温言回答得有些漫不经心,心里还在纳闷为什么时慕白对这件事这么上心。

    难道他也在打温氏的主意?

    这个猜测刚进入她的脑海,瞬间让她恍然大悟。

    她刚还奇怪,不就是揍了时慕琳一顿吗?时慕白跟二房的关系又不好,怎么会特地来为时慕琳出头,原来是打温氏的主意来了。

    “难道时总对温氏感兴趣?时总要是感兴趣的话,只管上就行了,不用来问我的意见。”

    温言的这番恶意揣测,气得时慕白恨不得钻到电话那头去把这个女人的脑袋开个瓢看看, 她脑子里都钻了些什么东西。

    他在她心里就是这样的人?

    “温言,你能不能好好说话?”

    他用仅剩的那点耐性跟温言道。

    温言:“???”

    她怎么没好好说话了?她要不好好说话,现在就挂电话了好吗?

    “时总到底要跟我说什么?”

    “你应该早就知道你父亲跟你继母年轻时候的那点事了吧?”

    时慕白虽然不知道温言到底是怎么知道的,那天去庄家,他意识到温言对庄家人骤变的态度,他心里也起了怀疑,特地派人去查了。

    结果如他所料的那样,庄柔是庄文成的私生女,早在温言的母亲还没有去世的时候,庄文成就跟他现在的老婆搞在一起了。

    说白了,许淑兰就是个小三儿。

    一个上门女婿,一个小三,能装这么多年,可见其心思有多阴沉。

    如果不是对温言有所图,庄文成能让庄柔那个私生女到现在还见不得光,一直让她顶着拖油瓶的身份受委屈?

    时慕白首先想到的,便是温言手上的那些温氏股份。

    庄文成装这么多年狐狸尾巴都没露出来,想必就是等着温言继承了她母亲的这些股份,再对温言下手。

    如果温言早就知道这一点,不应该连一点防备都没有。

    温言也没想到时慕白要说的竟是这件事,心头有过一瞬的讶然,这也验证了之前在餐厅里她的猜测,时慕白果然知道庄文成的那点龌龊事。

    所以……他当时真的是在提醒她?

    “然后呢?”

    温言反问了一句,而她如此平静的反应,也让时慕白确定了温言确实是知道这件事的。

    “你既然知道,也就该清楚,你父亲对你不安好心,你即将继承的那40的温氏股份,就是他的目标,你自己防着点。”

    以时慕白的能力能一眼猜测出庄文成的用心,温言并不意外。

    不然,他也不会年纪轻轻就能一手掌控着整个时氏,让时家二房那边连插手的余地都没有。

    “好的,时总,我知道了,谢谢你的提醒。”

    温言没有将自己的计划告知时慕白的打算,因而对于他的提醒,温言也只是随口应付了一句。

    听出了温言语气中的敷衍,时慕白气得心头又是一阵发堵,咬牙道:

    “你到底有没有把我的话听进去?”

    第186章 你还有脸提这个

    “听进去了,我会注意的,时总没别的事,我挂了。”

    这一次,温言没等时慕白开口,就把电话给挂断了。

    温氏,她本来就是计划要给庄文成的,没了温氏,她可以再建一个温氏出来,至于庄文成……
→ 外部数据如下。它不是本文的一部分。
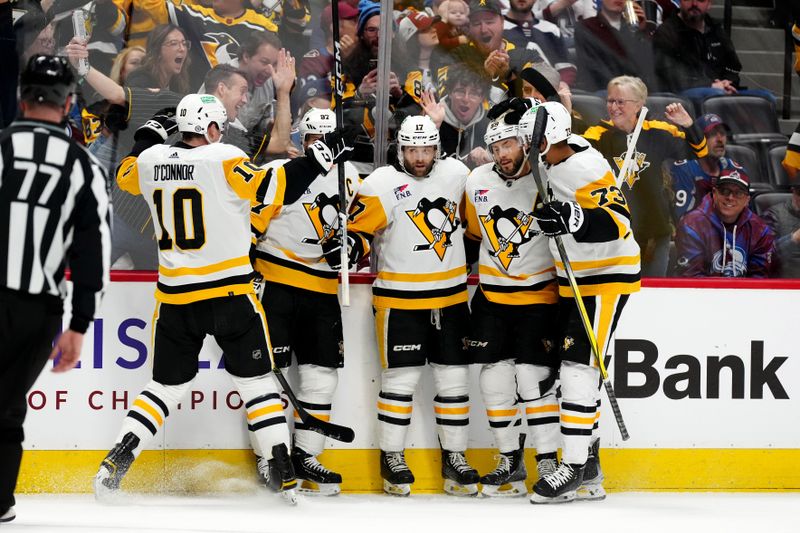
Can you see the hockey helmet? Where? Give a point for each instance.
(557, 128)
(196, 112)
(317, 122)
(48, 79)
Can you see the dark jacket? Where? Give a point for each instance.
(784, 220)
(686, 58)
(604, 52)
(707, 247)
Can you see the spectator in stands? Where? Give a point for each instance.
(166, 62)
(318, 63)
(696, 58)
(692, 179)
(461, 116)
(643, 185)
(607, 46)
(454, 24)
(723, 237)
(524, 30)
(128, 60)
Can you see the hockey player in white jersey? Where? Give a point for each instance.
(513, 311)
(299, 258)
(411, 211)
(591, 214)
(204, 196)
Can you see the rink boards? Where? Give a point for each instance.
(707, 376)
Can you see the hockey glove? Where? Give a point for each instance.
(332, 250)
(559, 218)
(518, 106)
(158, 128)
(335, 147)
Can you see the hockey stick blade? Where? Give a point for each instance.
(333, 431)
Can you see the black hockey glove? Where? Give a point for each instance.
(559, 218)
(335, 147)
(332, 250)
(158, 128)
(518, 106)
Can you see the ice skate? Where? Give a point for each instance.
(460, 479)
(278, 474)
(397, 477)
(592, 487)
(114, 467)
(314, 478)
(8, 515)
(560, 486)
(508, 479)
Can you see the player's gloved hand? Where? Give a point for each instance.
(335, 147)
(158, 128)
(517, 105)
(332, 250)
(559, 218)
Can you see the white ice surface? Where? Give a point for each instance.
(262, 512)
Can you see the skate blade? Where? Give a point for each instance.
(402, 489)
(310, 488)
(563, 498)
(591, 493)
(514, 489)
(457, 489)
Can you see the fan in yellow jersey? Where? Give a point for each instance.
(300, 300)
(513, 310)
(587, 208)
(411, 210)
(201, 193)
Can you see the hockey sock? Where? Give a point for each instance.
(578, 409)
(394, 406)
(537, 389)
(149, 411)
(451, 405)
(315, 392)
(498, 387)
(266, 420)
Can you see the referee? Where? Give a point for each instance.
(54, 213)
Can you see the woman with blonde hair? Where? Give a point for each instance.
(643, 185)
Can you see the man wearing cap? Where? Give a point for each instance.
(723, 238)
(784, 219)
(692, 179)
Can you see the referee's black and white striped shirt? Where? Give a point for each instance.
(54, 213)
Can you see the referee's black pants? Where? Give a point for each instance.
(28, 325)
    他靠着温家所得来的一切,她要全部收回来,让他清清楚楚地知道,没了温家,他依然什么都不是。

    不是要真爱吗?

    不是觉得吃软饭是耻辱吗?

    那就吃点硬的, 牙齿硌着疼也得咬牙咽下去。

    温言将手机放到一旁,清冷的眼底,爬满了不近人情。

    听着电话那头刺耳的忙音,时慕白的脸,黑到了谷底。

    很显然,那个该死的女人根本没把他的话当回事,她真的看不出来,她那个父亲就是个养不熟的白眼狼,还是一头歹毒的白眼狼吗?
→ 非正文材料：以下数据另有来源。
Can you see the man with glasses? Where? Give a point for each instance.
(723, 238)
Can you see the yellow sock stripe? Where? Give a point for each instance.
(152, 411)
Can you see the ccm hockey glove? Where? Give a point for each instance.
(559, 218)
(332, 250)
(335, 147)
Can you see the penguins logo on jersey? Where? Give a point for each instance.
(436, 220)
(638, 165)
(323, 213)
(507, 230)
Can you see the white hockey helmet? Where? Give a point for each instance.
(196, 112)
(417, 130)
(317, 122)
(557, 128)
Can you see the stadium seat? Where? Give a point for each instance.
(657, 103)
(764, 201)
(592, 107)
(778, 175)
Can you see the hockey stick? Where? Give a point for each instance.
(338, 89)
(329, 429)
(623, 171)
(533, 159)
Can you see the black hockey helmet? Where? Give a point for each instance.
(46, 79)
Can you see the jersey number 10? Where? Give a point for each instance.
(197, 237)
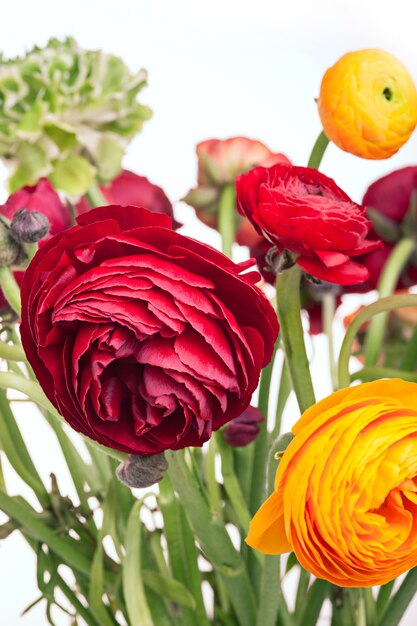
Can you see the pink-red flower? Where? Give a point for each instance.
(300, 210)
(219, 162)
(129, 188)
(143, 339)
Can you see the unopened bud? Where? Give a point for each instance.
(142, 471)
(10, 250)
(243, 429)
(29, 226)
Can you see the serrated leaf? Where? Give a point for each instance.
(169, 588)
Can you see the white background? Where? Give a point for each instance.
(216, 69)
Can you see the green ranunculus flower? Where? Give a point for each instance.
(68, 114)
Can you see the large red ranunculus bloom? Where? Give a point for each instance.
(129, 188)
(143, 339)
(301, 210)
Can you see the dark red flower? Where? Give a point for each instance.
(144, 340)
(244, 429)
(301, 210)
(389, 203)
(41, 197)
(130, 189)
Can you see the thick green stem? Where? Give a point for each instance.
(400, 600)
(329, 307)
(227, 218)
(10, 289)
(292, 335)
(387, 283)
(95, 196)
(381, 306)
(11, 353)
(318, 151)
(260, 448)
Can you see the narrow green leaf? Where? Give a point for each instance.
(169, 588)
(133, 589)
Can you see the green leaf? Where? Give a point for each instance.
(169, 588)
(33, 164)
(108, 156)
(133, 589)
(74, 175)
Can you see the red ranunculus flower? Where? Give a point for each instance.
(388, 201)
(130, 189)
(41, 197)
(305, 212)
(144, 340)
(219, 162)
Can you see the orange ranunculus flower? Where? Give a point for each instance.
(345, 496)
(368, 104)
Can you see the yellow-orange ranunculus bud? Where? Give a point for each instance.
(345, 496)
(368, 104)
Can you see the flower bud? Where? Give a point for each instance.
(29, 226)
(142, 471)
(10, 249)
(243, 429)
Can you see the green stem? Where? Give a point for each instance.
(409, 360)
(260, 448)
(10, 289)
(231, 484)
(95, 196)
(400, 600)
(227, 218)
(381, 306)
(11, 353)
(375, 373)
(387, 283)
(318, 151)
(292, 334)
(213, 489)
(329, 307)
(214, 540)
(10, 380)
(12, 443)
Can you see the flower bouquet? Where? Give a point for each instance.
(175, 364)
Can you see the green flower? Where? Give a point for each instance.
(68, 114)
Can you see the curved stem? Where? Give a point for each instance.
(10, 289)
(381, 306)
(95, 196)
(11, 353)
(292, 334)
(387, 283)
(10, 380)
(227, 218)
(374, 373)
(329, 307)
(318, 151)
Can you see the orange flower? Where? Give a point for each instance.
(368, 104)
(345, 496)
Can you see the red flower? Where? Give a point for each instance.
(130, 189)
(219, 162)
(144, 340)
(305, 212)
(41, 197)
(388, 201)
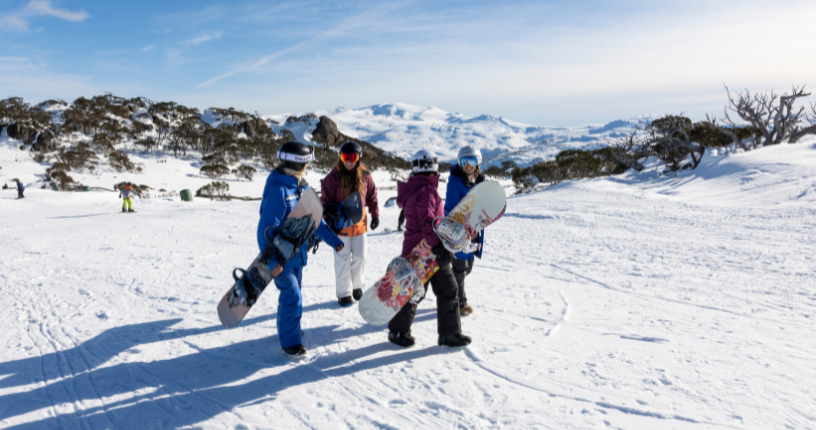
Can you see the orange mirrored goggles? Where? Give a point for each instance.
(349, 157)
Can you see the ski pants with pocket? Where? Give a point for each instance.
(462, 268)
(349, 265)
(290, 306)
(447, 306)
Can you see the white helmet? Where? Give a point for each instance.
(424, 161)
(469, 151)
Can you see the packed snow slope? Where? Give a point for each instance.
(403, 129)
(633, 302)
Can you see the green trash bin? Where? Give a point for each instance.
(186, 195)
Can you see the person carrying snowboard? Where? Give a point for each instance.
(347, 177)
(127, 201)
(20, 189)
(422, 204)
(282, 191)
(464, 175)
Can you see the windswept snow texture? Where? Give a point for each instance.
(404, 129)
(634, 302)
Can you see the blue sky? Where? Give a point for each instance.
(539, 62)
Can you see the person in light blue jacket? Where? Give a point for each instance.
(464, 175)
(284, 186)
    温言没告诉他自己的打算,时慕白自然就以为温言根本对庄文成没有任何防备,最后,他给范鸣打去了电话。

    “这段时间找人将庄文成盯紧了,他有任何的风吹草动,都要告诉我。”

    范鸣:“???”

    虽然不知道总裁为什么突然把主意打到前任老丈人身上,但范鸣觉得,肯定是跟前夫人有关。
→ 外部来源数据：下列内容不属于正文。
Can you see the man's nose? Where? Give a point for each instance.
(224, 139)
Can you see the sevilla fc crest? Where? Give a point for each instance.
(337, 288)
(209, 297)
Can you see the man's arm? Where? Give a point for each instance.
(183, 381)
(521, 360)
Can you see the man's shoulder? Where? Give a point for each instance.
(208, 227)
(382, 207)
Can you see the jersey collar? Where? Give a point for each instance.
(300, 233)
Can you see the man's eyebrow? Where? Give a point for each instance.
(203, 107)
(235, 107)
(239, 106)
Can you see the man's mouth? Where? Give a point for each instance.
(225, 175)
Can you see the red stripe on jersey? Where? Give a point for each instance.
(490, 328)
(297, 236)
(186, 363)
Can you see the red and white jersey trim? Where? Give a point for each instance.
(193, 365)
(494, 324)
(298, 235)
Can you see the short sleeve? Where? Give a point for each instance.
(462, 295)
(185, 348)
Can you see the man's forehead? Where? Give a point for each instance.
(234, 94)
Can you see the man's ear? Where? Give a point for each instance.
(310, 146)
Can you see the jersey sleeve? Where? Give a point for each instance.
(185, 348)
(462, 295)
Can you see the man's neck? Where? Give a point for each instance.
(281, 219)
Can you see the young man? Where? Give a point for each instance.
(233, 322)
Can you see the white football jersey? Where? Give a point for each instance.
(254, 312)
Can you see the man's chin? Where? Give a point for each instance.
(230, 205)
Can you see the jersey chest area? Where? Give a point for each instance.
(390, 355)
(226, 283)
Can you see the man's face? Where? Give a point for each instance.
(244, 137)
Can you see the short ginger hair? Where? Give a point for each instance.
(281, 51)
    范老母亲鸣的内心控制不住地欣慰起来,总裁总算是开窍了,知道追老婆要先从老丈人身上下手了。

    “好的,总裁,我马上派人去办。”

    温言再一次见到庄家人的时候,是在一个星期后了。

    自从那日温言从庄家村负气离开之后,庄家人也没脸继续留在村子里。

    但春节的机票本就紧张,尤其是庄家村所在的那个县,并没有建机场,要坐飞机就得去隔壁市。